Summer Solstice and St. John the Baptist: This great feast also falls around the summer solstice as the daylight hours begins its decrease until Christmas, symbolizing the gospel of St. John (3:30), as Fisheaters.com notes:

This Feast, then, follows the Feast of the Annunciation by 3 months and precedes the birth of Christ by six months. It is providential that the Feast of “the Forerunner,” the greatest of all Prophets, should fall at Midsummer, around the Summer Solstice when the days become shorter, because of his words in John 3:30, “He must increase, but I must decrease.” It is the longest day of the year, and from here on out, the days grow shorter and shorter. Conversely, Our Lord, the “Radiant Dawn,” was born at the Winter Solstice, when the days were becoming longer!
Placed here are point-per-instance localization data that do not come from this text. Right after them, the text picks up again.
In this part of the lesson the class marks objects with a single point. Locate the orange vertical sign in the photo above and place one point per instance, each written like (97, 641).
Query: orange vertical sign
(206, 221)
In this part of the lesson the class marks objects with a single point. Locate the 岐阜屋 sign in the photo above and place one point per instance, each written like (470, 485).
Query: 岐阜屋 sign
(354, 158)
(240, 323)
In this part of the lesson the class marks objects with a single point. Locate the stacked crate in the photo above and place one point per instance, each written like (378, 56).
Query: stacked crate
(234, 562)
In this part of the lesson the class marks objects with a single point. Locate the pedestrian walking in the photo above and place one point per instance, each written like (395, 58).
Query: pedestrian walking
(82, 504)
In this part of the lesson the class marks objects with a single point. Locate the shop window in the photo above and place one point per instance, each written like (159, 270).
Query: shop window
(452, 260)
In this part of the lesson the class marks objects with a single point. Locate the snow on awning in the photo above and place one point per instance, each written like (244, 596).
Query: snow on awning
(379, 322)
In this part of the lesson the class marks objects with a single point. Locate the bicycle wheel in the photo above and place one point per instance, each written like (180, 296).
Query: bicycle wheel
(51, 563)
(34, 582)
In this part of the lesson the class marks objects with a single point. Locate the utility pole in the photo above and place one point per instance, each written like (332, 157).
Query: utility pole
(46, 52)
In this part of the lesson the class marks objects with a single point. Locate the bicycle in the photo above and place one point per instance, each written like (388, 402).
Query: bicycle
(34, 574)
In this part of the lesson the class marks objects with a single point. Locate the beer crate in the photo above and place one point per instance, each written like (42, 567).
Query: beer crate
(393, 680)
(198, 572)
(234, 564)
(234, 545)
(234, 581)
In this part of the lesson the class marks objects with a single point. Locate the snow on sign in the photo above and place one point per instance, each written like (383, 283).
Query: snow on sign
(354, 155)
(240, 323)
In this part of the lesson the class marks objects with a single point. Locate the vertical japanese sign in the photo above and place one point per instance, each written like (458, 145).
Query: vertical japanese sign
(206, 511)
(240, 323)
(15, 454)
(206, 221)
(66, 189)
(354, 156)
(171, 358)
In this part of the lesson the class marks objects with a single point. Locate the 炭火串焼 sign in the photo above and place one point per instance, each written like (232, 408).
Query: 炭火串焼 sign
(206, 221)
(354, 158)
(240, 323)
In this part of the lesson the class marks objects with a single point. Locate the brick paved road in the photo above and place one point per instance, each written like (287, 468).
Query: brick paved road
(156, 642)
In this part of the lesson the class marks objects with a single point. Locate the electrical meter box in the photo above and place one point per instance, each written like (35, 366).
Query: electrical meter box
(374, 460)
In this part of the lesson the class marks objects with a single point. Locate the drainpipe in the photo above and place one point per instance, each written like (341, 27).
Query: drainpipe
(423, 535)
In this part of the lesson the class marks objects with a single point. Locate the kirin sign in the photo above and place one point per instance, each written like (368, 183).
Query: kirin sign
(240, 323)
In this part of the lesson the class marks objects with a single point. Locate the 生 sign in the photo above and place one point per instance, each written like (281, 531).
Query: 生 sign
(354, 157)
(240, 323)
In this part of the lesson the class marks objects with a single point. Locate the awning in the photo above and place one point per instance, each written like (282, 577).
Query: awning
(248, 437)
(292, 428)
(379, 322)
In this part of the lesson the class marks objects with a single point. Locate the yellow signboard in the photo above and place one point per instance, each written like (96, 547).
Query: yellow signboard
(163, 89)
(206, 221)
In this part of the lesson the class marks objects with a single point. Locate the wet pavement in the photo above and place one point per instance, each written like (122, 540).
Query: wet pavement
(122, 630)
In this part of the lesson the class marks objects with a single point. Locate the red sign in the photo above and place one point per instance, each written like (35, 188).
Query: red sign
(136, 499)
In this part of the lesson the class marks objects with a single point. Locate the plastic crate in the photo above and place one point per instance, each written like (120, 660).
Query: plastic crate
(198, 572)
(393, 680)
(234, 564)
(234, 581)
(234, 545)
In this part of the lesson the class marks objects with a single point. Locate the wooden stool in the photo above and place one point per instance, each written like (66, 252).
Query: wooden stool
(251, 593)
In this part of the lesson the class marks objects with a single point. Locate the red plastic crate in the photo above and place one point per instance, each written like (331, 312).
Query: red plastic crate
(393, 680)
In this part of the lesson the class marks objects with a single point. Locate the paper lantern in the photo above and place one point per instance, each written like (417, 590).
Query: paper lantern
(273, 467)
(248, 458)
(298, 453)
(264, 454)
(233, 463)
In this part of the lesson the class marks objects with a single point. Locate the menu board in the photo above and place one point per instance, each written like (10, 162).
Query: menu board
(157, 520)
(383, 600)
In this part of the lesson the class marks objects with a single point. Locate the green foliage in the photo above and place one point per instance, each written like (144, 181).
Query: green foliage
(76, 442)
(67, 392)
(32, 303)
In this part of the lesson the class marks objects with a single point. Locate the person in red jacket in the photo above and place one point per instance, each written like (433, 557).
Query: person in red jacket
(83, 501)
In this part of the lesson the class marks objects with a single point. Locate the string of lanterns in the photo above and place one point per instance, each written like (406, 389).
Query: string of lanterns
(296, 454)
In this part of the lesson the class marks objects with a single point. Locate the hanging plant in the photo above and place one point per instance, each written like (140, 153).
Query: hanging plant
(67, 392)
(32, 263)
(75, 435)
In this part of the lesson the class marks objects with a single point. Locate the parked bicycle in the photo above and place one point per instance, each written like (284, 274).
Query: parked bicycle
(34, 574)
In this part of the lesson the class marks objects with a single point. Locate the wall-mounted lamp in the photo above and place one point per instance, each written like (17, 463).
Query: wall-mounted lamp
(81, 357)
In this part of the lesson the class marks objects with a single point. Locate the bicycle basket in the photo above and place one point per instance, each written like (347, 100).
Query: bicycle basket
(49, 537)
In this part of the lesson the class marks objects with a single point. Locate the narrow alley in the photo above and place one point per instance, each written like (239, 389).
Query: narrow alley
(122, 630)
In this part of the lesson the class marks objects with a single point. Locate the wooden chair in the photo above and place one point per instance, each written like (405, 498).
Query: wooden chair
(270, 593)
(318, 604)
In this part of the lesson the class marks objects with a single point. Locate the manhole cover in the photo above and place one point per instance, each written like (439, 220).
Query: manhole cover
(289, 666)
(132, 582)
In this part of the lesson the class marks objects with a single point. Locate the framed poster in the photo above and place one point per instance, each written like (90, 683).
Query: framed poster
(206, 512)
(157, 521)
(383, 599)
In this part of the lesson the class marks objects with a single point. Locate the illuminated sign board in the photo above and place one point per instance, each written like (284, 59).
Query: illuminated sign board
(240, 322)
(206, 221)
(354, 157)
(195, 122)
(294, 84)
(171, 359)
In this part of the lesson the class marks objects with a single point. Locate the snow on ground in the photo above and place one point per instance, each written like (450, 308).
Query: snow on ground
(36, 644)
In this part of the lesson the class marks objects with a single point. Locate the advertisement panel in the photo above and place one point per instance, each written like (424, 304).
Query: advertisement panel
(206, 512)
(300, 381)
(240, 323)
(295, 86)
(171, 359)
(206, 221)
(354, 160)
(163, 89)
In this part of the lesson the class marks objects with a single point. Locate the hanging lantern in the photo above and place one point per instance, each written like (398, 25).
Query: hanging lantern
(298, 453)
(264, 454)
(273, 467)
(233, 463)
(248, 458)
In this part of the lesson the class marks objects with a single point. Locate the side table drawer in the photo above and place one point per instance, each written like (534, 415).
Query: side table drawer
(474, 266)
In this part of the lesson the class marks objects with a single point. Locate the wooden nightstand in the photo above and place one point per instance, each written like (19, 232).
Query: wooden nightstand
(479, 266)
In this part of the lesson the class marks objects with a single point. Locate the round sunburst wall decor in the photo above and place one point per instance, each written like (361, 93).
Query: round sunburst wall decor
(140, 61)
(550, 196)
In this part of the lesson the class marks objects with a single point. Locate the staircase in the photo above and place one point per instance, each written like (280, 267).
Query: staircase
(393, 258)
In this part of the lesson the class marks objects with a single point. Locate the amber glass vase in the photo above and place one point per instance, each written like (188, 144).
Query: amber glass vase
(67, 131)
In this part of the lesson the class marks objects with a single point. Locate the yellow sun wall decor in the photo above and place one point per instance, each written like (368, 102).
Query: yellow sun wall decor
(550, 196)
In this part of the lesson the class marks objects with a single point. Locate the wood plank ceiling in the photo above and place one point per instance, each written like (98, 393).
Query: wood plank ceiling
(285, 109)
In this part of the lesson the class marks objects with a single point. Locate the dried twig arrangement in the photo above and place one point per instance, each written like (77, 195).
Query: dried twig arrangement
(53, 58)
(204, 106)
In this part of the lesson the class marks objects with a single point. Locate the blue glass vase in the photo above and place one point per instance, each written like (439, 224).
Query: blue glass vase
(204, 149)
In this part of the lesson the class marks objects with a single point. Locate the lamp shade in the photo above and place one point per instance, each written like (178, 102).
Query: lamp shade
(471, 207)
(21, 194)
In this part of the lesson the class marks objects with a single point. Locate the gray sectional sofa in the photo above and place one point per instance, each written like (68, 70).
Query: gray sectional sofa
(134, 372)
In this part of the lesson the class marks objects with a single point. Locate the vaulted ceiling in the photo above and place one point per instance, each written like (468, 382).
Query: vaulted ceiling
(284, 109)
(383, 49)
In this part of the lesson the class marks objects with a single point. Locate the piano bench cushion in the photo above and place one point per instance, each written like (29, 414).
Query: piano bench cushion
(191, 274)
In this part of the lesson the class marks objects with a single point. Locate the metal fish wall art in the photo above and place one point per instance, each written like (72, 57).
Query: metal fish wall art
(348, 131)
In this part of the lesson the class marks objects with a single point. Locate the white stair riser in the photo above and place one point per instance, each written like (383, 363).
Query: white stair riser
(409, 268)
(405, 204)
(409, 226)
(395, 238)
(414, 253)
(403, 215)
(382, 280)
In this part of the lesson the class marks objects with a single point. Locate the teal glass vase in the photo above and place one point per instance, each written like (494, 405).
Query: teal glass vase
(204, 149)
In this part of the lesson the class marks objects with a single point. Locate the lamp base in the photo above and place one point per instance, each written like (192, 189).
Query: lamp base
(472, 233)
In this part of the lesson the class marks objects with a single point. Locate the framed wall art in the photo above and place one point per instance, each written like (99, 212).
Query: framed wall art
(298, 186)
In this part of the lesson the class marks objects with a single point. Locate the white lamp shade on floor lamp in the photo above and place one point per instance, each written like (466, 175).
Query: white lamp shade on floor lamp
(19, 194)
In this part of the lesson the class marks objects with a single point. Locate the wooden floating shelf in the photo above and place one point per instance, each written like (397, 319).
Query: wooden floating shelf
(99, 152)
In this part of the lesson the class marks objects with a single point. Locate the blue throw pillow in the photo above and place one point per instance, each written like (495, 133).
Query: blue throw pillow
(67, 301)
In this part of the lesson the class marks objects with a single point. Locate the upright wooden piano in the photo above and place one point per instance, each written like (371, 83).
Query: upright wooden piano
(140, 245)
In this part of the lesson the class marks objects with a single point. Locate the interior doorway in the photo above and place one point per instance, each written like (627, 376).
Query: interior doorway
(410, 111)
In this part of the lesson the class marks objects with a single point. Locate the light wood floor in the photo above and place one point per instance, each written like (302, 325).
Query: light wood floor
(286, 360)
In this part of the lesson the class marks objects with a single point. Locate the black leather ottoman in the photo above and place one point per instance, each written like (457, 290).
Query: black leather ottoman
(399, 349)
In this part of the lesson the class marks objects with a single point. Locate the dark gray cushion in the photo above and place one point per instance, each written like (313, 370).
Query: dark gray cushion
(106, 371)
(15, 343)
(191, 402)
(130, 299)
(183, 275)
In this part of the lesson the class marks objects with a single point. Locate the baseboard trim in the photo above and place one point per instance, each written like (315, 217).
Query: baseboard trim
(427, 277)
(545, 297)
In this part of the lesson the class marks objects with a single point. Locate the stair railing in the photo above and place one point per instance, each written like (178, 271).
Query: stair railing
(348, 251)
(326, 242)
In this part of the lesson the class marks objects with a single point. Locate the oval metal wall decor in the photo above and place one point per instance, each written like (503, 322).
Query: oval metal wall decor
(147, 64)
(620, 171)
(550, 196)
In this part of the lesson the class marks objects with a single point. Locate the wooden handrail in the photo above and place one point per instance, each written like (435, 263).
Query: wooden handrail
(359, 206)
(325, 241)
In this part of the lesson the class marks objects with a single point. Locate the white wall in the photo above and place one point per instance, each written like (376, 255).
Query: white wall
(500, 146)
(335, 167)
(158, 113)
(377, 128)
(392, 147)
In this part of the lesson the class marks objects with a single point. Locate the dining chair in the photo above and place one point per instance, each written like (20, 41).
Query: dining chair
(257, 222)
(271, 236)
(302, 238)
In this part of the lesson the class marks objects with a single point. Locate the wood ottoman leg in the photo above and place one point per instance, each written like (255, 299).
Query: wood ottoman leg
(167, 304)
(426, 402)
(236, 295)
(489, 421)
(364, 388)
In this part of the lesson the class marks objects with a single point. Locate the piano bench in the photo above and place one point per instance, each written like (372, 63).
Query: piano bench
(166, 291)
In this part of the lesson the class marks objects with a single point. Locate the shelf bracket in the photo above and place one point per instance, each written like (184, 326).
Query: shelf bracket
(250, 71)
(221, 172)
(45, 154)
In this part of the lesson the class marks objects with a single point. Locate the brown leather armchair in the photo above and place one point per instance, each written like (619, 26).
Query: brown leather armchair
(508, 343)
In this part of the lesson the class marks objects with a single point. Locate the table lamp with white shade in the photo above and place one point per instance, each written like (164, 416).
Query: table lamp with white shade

https://www.fisheaters.com/customstimeafterpentecost3.html

We close this update with an excellent summary on Saturday’s feast day from the weekly update of our friends with the Latin Mass community in Greensboro:

Midsummer is the traditional mid-point of the agricultural season between planting and harvest. Some of us are a little behind that schedule but no matter. It also coincides with the Nativity of Saint John the Baptist (this year transferred to Thursday or Saturday, depending on your calendar, bumped by the Feast of the Sacred Heart on Friday), six months prior to the Nativity of Our Lord. Saint John’s nativity was considered of particular note because it was the firm belief in the ancient Church that John was freed from original sin at the Visitation; and as he was “filled with the Holy Spirit even from his mother’s womb” (Luke 1:15) he was born without original sin. The Council of Agde in 506 A.D. listed the Nativity of Saint John among the highest feasts of the year, a day on which all the faithful had to attend Mass and abstain from servile work. In European tradition “Saint John’s fires” are lit on the eve of his feast from mountaintops and hilltops, and even from the top of the mainsail yard of fishing vessels; or smaller fires (fogatas in Spain) over which children leap. People gather around the fire, sing their ancient songs, pray to St John for his intercession and that the summer may be blessed in homes, fields, and country, followed by folk dances. These and other traddy tidbits may be found in the Handbook of Christian Feasts and Customs by Fr Franz Weiser, reprinted in three volumes by St Augustine Academy Press.